The Global Nutrition Report should now provide further impetus towards securing a dedicated nutrition goal in the Post-2015 Development Agenda.

It is no secret that nutrition was largely neglected in the Millennium Development Goals (MDGs). The Global Nutrition Report is right to underline this must be corrected across the Sustainable Development Goals (SDGs), due to be agreed in September 2015.

Improving people’s nutrition is central to attaining sustainable development. The Global Nutrition Report shows that efforts to improve people’s nutrition will contribute to progress in poverty, health, education, gender, and employment – good nutrition is the foundation of human wellbeing.

The Report affirms the call of ACF and others that new 2030 levels of ambition on undernutrition should be agreed. We want to see a Sustainable Development Goal with an undernutrition target to reduce the number of malnourished children under five years of age affected by stunting and wasting by at least 50 per cent as the absolute minimum that states should agree.

The Global Nutrition Report offers evidence that new targets for 2030 could be significantly more ambitious. With further commitments and political leadership accelerated progress can be made. For example, globally, it is estimated that 19 million children under five suffer from severe wasting – yet we know how to treat this form of acute malnutrition. Treatment programmes need to be massively scaled and that means having the evidence of coverage – who can or cannot access treatment.  The Global Nutrition Report also makes clear that the drivers to preventing undernutrition, from clean water and sanitation to adequate food, are known and the evidence—base of solutions are more certain than ever before.

The existence of this Global Nutrition Report means no one can say the world does not know the scale of the problem or how to address it. The Report is a further wake-up call that everyone should make the fullest contribution they can to ending malnutrition.

The report has been released simultaneously with infographics to illuminate the global nature of serious malnutrition. In addition, visual media has been developed to show the persistence of missing data, which continues to plague commitments to nutrition-related interventions. The Global Nutrition Report represents an inaugural effort to combine information about malnutrition on a single platform, and sound a worldwide call to action to bring about lasting change.

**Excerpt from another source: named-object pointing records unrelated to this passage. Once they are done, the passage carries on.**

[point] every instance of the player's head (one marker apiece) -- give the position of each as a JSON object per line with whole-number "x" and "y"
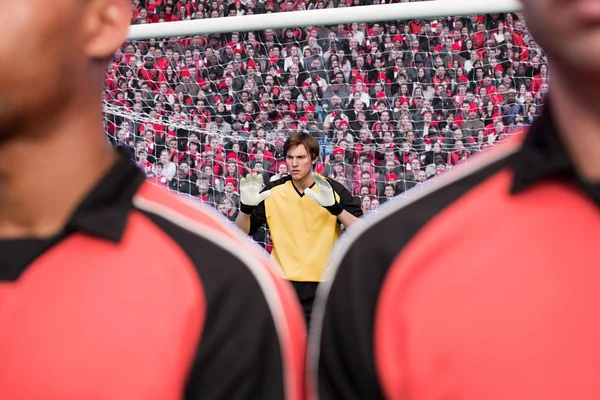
{"x": 572, "y": 41}
{"x": 68, "y": 46}
{"x": 301, "y": 152}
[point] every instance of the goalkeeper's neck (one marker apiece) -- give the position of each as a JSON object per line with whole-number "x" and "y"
{"x": 303, "y": 183}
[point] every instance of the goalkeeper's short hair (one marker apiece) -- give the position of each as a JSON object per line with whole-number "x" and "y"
{"x": 310, "y": 143}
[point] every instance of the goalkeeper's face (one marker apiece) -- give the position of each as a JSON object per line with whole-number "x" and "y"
{"x": 572, "y": 40}
{"x": 299, "y": 162}
{"x": 68, "y": 46}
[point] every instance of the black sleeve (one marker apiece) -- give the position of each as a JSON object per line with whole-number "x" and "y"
{"x": 239, "y": 355}
{"x": 259, "y": 216}
{"x": 349, "y": 202}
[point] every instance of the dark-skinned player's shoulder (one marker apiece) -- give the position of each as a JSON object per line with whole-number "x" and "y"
{"x": 342, "y": 353}
{"x": 251, "y": 344}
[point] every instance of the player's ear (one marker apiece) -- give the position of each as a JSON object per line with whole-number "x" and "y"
{"x": 106, "y": 24}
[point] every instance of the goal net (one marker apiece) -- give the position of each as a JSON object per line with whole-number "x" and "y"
{"x": 393, "y": 104}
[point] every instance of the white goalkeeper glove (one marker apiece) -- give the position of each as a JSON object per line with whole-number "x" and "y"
{"x": 250, "y": 195}
{"x": 325, "y": 195}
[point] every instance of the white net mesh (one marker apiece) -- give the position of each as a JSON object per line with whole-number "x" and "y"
{"x": 393, "y": 104}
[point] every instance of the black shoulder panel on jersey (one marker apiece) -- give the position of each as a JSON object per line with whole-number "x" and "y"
{"x": 238, "y": 356}
{"x": 346, "y": 366}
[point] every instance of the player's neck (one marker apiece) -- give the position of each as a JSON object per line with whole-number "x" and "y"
{"x": 43, "y": 177}
{"x": 575, "y": 111}
{"x": 303, "y": 183}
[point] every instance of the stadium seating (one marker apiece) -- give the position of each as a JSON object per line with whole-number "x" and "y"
{"x": 393, "y": 104}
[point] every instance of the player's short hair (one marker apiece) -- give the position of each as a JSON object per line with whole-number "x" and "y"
{"x": 310, "y": 143}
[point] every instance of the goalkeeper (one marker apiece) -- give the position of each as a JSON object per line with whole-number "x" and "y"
{"x": 303, "y": 211}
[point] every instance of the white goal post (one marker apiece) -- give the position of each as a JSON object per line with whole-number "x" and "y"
{"x": 373, "y": 13}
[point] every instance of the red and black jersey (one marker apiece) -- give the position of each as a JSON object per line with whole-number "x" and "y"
{"x": 482, "y": 285}
{"x": 143, "y": 296}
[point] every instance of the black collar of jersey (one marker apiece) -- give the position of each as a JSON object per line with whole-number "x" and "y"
{"x": 103, "y": 213}
{"x": 544, "y": 156}
{"x": 289, "y": 178}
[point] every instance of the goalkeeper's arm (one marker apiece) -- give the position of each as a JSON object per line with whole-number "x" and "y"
{"x": 250, "y": 197}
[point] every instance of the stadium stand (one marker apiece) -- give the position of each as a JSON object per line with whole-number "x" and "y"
{"x": 393, "y": 104}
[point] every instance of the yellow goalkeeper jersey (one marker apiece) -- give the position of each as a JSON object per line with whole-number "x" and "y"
{"x": 303, "y": 232}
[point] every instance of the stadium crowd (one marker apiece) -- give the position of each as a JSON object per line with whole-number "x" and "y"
{"x": 392, "y": 103}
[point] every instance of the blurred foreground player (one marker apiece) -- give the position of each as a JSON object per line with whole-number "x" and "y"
{"x": 487, "y": 286}
{"x": 111, "y": 288}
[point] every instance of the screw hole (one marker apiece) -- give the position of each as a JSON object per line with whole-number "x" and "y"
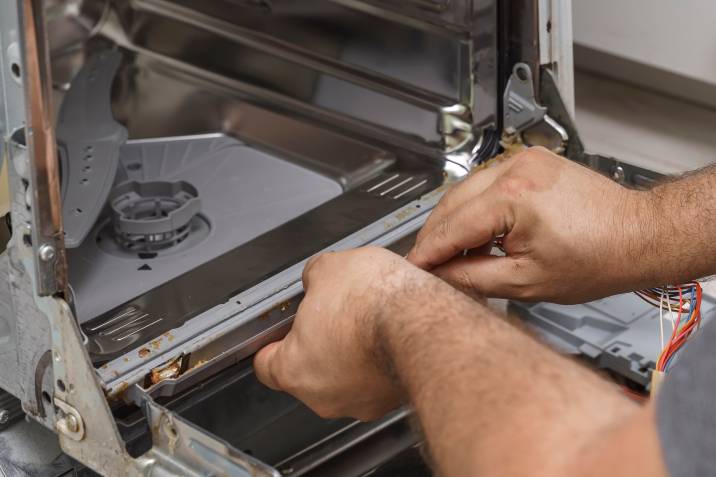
{"x": 522, "y": 73}
{"x": 15, "y": 70}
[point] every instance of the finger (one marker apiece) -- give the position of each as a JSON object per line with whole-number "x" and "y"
{"x": 472, "y": 225}
{"x": 491, "y": 276}
{"x": 462, "y": 193}
{"x": 266, "y": 364}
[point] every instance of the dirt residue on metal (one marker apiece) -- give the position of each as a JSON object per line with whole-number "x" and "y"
{"x": 121, "y": 388}
{"x": 170, "y": 371}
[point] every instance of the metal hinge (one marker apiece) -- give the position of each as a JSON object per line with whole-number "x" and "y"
{"x": 456, "y": 127}
{"x": 522, "y": 113}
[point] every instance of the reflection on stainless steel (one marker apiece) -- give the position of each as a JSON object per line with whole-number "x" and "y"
{"x": 370, "y": 93}
{"x": 51, "y": 269}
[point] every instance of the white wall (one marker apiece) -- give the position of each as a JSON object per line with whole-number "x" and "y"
{"x": 674, "y": 35}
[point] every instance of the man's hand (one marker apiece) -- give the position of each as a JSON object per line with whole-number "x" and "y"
{"x": 569, "y": 234}
{"x": 331, "y": 359}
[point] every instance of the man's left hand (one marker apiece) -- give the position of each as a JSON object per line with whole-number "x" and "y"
{"x": 332, "y": 359}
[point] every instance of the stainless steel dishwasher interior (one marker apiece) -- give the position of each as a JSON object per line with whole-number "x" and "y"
{"x": 352, "y": 99}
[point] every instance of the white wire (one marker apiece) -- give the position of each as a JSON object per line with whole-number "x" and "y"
{"x": 661, "y": 318}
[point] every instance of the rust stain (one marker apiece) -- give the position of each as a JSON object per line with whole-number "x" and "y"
{"x": 169, "y": 371}
{"x": 198, "y": 364}
{"x": 121, "y": 388}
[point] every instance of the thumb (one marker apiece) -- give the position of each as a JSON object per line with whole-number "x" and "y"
{"x": 265, "y": 365}
{"x": 490, "y": 276}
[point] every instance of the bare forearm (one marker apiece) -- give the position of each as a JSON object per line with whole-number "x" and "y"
{"x": 485, "y": 392}
{"x": 682, "y": 246}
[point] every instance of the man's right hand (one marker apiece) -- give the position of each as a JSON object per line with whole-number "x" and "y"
{"x": 569, "y": 234}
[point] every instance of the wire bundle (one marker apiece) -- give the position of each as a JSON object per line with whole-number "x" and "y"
{"x": 685, "y": 302}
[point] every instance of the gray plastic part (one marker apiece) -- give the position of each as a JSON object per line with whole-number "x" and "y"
{"x": 153, "y": 214}
{"x": 619, "y": 333}
{"x": 89, "y": 140}
{"x": 244, "y": 193}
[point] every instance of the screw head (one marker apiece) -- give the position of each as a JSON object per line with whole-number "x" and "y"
{"x": 618, "y": 174}
{"x": 71, "y": 422}
{"x": 46, "y": 253}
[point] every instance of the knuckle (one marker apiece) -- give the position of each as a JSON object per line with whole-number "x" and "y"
{"x": 443, "y": 228}
{"x": 325, "y": 411}
{"x": 514, "y": 185}
{"x": 464, "y": 280}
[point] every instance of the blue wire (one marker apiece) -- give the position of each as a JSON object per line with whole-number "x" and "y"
{"x": 688, "y": 318}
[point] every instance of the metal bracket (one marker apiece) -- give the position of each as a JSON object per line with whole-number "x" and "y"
{"x": 456, "y": 127}
{"x": 180, "y": 448}
{"x": 522, "y": 111}
{"x": 71, "y": 423}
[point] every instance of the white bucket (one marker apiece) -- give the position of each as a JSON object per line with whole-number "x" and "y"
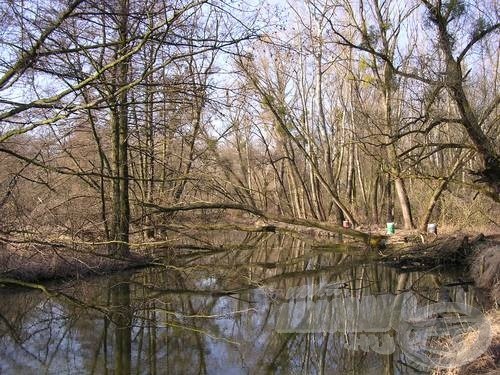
{"x": 432, "y": 228}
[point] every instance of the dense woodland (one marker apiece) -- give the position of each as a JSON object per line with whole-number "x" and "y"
{"x": 119, "y": 118}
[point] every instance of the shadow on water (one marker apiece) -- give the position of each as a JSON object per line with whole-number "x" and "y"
{"x": 238, "y": 305}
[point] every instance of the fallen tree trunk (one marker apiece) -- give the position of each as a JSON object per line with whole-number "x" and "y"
{"x": 442, "y": 251}
{"x": 310, "y": 223}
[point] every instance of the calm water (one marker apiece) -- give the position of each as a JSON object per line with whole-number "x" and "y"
{"x": 216, "y": 310}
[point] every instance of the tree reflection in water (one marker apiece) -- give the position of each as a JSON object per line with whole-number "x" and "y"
{"x": 214, "y": 311}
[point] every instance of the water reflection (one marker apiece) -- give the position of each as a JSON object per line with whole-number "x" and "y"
{"x": 214, "y": 312}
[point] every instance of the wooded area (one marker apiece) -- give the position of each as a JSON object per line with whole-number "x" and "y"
{"x": 118, "y": 118}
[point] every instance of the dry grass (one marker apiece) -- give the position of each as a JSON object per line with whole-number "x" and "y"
{"x": 488, "y": 362}
{"x": 485, "y": 269}
{"x": 36, "y": 262}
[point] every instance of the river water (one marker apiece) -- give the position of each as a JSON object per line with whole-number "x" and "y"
{"x": 247, "y": 304}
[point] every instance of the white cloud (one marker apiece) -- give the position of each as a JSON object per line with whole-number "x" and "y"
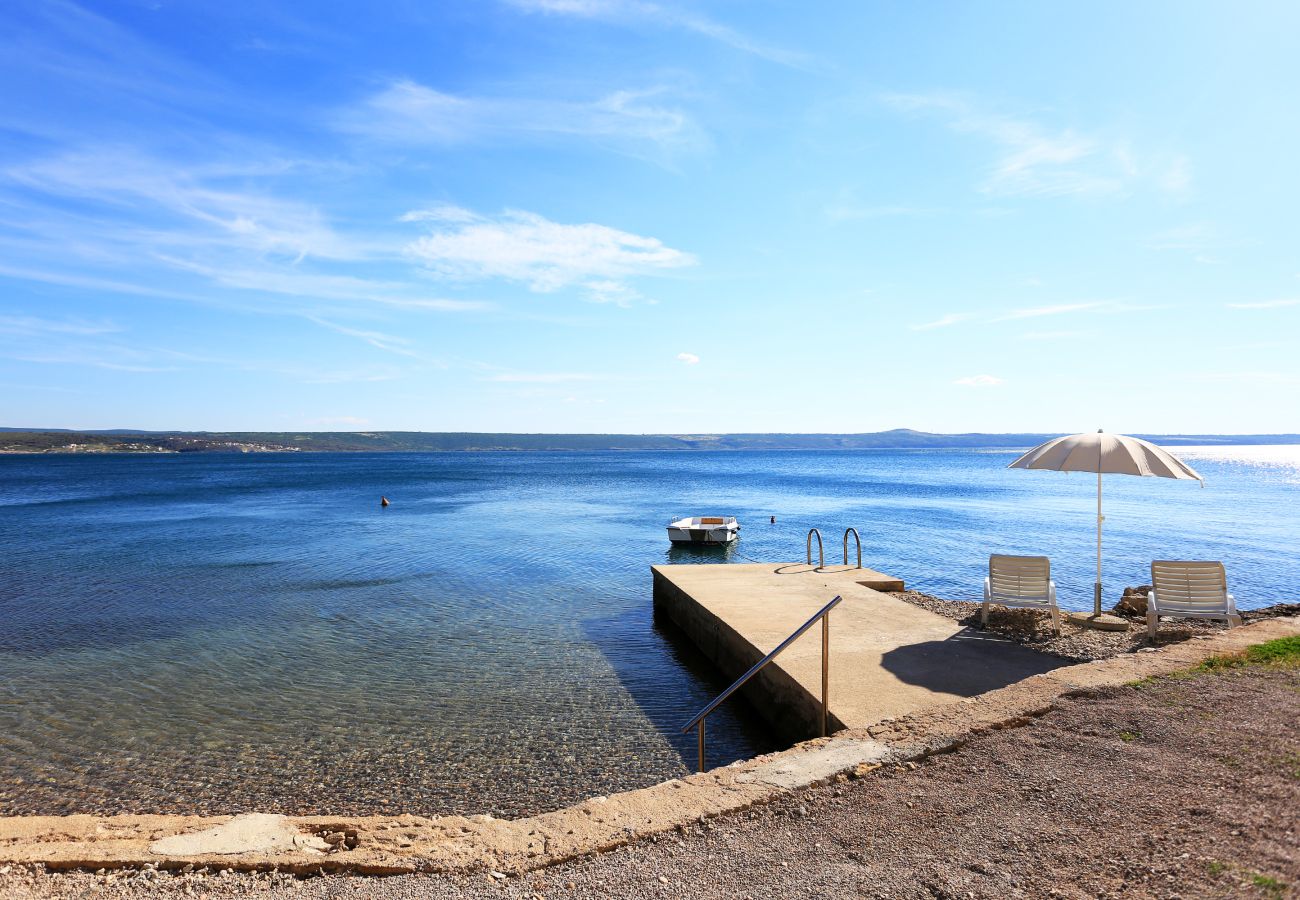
{"x": 209, "y": 198}
{"x": 979, "y": 381}
{"x": 37, "y": 327}
{"x": 1035, "y": 312}
{"x": 637, "y": 12}
{"x": 542, "y": 377}
{"x": 378, "y": 340}
{"x": 545, "y": 255}
{"x": 943, "y": 321}
{"x": 1052, "y": 336}
{"x": 414, "y": 113}
{"x": 1192, "y": 237}
{"x": 1264, "y": 304}
{"x": 1043, "y": 161}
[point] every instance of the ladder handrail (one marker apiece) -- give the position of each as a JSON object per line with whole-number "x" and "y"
{"x": 820, "y": 552}
{"x": 824, "y": 615}
{"x": 858, "y": 540}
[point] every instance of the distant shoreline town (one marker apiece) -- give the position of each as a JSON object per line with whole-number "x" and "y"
{"x": 29, "y": 441}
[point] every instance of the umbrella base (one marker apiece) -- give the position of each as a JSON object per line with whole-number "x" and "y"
{"x": 1103, "y": 622}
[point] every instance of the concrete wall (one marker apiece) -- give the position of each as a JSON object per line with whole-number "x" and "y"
{"x": 785, "y": 704}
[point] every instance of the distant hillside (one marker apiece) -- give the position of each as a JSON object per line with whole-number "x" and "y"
{"x": 16, "y": 440}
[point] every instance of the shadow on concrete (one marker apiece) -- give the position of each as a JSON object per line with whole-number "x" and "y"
{"x": 670, "y": 680}
{"x": 967, "y": 663}
{"x": 794, "y": 569}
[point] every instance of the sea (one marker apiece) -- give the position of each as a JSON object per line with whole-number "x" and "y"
{"x": 235, "y": 632}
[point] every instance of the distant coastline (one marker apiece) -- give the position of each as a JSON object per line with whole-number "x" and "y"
{"x": 20, "y": 440}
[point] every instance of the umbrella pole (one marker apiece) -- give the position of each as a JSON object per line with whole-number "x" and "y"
{"x": 1096, "y": 587}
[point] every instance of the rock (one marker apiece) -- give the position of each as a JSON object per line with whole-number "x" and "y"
{"x": 1134, "y": 602}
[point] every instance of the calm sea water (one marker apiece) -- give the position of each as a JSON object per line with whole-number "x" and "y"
{"x": 229, "y": 632}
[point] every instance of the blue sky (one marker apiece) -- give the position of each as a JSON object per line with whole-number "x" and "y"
{"x": 635, "y": 216}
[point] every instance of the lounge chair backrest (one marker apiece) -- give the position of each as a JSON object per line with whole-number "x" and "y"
{"x": 1188, "y": 587}
{"x": 1019, "y": 576}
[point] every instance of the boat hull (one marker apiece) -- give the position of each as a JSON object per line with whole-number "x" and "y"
{"x": 706, "y": 535}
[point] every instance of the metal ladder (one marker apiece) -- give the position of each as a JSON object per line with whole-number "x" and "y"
{"x": 820, "y": 550}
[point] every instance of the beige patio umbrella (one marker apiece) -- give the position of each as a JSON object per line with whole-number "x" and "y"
{"x": 1101, "y": 453}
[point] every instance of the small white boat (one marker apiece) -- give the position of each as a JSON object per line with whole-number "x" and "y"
{"x": 703, "y": 529}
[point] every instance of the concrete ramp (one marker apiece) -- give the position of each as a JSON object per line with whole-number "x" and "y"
{"x": 888, "y": 657}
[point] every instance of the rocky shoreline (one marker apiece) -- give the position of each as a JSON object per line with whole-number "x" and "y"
{"x": 1183, "y": 784}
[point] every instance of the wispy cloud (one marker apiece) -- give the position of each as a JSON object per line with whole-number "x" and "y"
{"x": 377, "y": 340}
{"x": 1057, "y": 310}
{"x": 638, "y": 12}
{"x": 203, "y": 197}
{"x": 542, "y": 377}
{"x": 1038, "y": 160}
{"x": 1192, "y": 237}
{"x": 1053, "y": 336}
{"x": 1096, "y": 307}
{"x": 979, "y": 381}
{"x": 1066, "y": 308}
{"x": 943, "y": 321}
{"x": 546, "y": 255}
{"x": 38, "y": 325}
{"x": 1265, "y": 304}
{"x": 636, "y": 121}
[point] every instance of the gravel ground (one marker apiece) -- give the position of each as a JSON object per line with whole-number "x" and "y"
{"x": 1034, "y": 628}
{"x": 1181, "y": 787}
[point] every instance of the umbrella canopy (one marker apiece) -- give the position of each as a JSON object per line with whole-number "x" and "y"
{"x": 1117, "y": 454}
{"x": 1101, "y": 453}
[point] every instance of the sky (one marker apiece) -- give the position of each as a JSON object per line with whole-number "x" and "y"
{"x": 650, "y": 217}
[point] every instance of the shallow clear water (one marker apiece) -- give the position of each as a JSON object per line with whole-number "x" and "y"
{"x": 225, "y": 632}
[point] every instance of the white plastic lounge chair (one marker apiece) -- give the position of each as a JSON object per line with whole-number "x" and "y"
{"x": 1021, "y": 582}
{"x": 1191, "y": 589}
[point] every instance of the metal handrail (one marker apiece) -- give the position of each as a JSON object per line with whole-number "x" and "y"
{"x": 857, "y": 540}
{"x": 824, "y": 614}
{"x": 820, "y": 553}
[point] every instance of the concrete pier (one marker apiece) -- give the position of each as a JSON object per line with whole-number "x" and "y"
{"x": 888, "y": 657}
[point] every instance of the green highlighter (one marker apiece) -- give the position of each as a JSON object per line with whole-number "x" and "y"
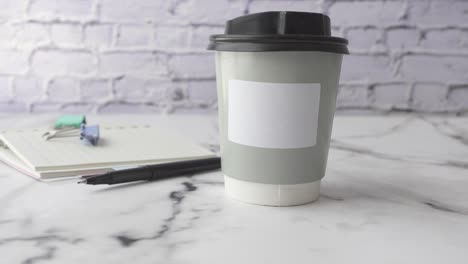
{"x": 74, "y": 121}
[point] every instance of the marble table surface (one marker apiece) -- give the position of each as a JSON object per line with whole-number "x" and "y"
{"x": 396, "y": 191}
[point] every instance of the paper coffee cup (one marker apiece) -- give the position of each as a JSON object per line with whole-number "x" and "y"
{"x": 277, "y": 77}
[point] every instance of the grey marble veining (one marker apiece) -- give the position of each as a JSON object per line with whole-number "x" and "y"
{"x": 396, "y": 191}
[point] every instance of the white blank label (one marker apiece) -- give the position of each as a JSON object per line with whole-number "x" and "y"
{"x": 273, "y": 115}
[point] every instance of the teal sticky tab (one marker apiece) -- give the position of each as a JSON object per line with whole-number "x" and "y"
{"x": 70, "y": 121}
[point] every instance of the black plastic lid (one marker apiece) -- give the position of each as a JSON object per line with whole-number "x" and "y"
{"x": 279, "y": 31}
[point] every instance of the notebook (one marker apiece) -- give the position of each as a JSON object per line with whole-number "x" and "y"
{"x": 119, "y": 146}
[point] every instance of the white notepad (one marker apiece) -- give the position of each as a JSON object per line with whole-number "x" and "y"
{"x": 27, "y": 151}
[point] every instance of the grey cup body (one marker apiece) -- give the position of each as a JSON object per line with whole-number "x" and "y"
{"x": 283, "y": 166}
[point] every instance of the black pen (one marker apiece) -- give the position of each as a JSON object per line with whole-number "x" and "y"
{"x": 155, "y": 172}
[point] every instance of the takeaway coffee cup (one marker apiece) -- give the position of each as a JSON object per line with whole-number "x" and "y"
{"x": 277, "y": 76}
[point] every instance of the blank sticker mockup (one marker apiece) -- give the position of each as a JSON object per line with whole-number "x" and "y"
{"x": 273, "y": 115}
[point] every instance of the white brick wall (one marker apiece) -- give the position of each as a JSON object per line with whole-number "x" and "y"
{"x": 149, "y": 55}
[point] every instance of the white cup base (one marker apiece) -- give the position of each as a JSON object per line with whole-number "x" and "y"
{"x": 272, "y": 194}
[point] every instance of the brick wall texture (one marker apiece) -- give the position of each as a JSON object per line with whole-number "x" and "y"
{"x": 149, "y": 55}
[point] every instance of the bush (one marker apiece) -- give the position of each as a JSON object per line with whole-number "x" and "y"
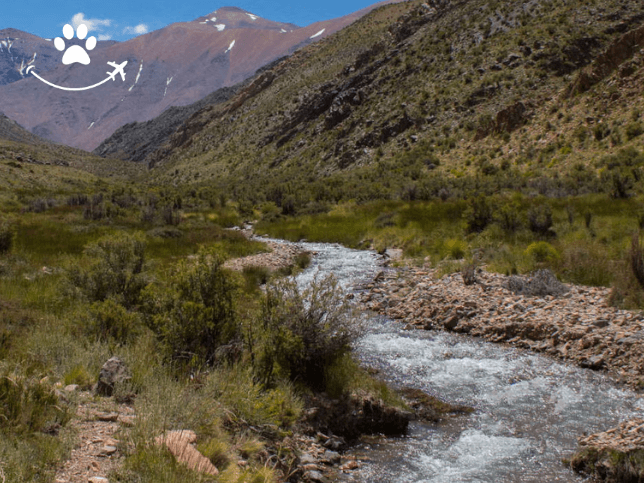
{"x": 7, "y": 237}
{"x": 110, "y": 320}
{"x": 195, "y": 314}
{"x": 256, "y": 275}
{"x": 508, "y": 218}
{"x": 28, "y": 405}
{"x": 303, "y": 260}
{"x": 303, "y": 333}
{"x": 456, "y": 249}
{"x": 538, "y": 284}
{"x": 116, "y": 270}
{"x": 540, "y": 220}
{"x": 542, "y": 252}
{"x": 478, "y": 215}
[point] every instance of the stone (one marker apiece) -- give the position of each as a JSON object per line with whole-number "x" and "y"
{"x": 108, "y": 450}
{"x": 331, "y": 457}
{"x": 315, "y": 477}
{"x": 307, "y": 459}
{"x": 108, "y": 417}
{"x": 113, "y": 372}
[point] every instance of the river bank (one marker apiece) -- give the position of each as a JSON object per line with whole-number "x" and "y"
{"x": 576, "y": 326}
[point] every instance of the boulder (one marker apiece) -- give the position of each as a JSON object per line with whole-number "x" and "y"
{"x": 113, "y": 372}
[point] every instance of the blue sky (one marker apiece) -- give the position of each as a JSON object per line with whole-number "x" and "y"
{"x": 124, "y": 19}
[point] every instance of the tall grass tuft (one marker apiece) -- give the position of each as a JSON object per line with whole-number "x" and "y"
{"x": 7, "y": 236}
{"x": 637, "y": 259}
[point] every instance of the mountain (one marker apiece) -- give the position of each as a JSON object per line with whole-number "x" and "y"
{"x": 420, "y": 97}
{"x": 173, "y": 66}
{"x": 138, "y": 140}
{"x": 34, "y": 164}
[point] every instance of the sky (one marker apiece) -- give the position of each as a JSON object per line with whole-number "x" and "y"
{"x": 124, "y": 19}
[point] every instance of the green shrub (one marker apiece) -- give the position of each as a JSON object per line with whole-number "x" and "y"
{"x": 633, "y": 130}
{"x": 303, "y": 333}
{"x": 456, "y": 249}
{"x": 303, "y": 260}
{"x": 249, "y": 402}
{"x": 256, "y": 275}
{"x": 478, "y": 215}
{"x": 508, "y": 218}
{"x": 28, "y": 405}
{"x": 111, "y": 321}
{"x": 194, "y": 315}
{"x": 540, "y": 220}
{"x": 115, "y": 270}
{"x": 542, "y": 252}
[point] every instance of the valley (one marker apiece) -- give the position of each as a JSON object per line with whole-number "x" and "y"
{"x": 405, "y": 242}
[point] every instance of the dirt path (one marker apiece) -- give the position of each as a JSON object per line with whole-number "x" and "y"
{"x": 97, "y": 451}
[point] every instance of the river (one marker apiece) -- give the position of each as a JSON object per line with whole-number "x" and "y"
{"x": 530, "y": 409}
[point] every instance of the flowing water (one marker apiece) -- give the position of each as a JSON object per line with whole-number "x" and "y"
{"x": 530, "y": 410}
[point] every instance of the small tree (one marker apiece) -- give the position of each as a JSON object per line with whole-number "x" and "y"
{"x": 195, "y": 315}
{"x": 115, "y": 270}
{"x": 304, "y": 333}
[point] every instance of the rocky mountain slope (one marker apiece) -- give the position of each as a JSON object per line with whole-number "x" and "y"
{"x": 29, "y": 163}
{"x": 417, "y": 90}
{"x": 174, "y": 66}
{"x": 137, "y": 140}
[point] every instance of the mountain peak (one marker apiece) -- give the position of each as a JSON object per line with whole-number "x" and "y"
{"x": 235, "y": 18}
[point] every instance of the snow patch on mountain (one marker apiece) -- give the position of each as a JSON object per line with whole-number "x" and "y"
{"x": 138, "y": 75}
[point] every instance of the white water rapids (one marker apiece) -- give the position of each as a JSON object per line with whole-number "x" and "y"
{"x": 530, "y": 409}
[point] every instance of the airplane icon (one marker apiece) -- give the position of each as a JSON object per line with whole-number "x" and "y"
{"x": 118, "y": 69}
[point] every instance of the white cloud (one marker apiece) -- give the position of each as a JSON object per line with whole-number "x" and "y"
{"x": 91, "y": 23}
{"x": 138, "y": 30}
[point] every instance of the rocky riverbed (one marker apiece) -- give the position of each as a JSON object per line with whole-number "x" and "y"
{"x": 577, "y": 326}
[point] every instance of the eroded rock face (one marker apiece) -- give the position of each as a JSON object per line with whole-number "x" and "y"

The next big opportunity to commit to the action needed to end the scourge of undernutrition comes within days. On 19 November representatives of more than 190 nations will gather in Rome for the second International Conference on Nutrition (ICN2) – the first meeting of its kind for more than 20 years. They must commit to a set of urgent actions. These actions would allow future editions of the Global Nutrition Report to reveal whether leaders have understood, in deed as well as words, that deaths and suffering from undernutrition can be ended in our lifetime.

Note: Action Against Hunger | ACF International endorsed the Global Nutrition for Growth Compact at the Nutrition for Growth High Level Event in June 2013 which promised “an authoritative annual global report on nutrition” and contributed to the resulting Global Nutrition Report as a member of the Data Access Group as well as giving feedback on early drafts.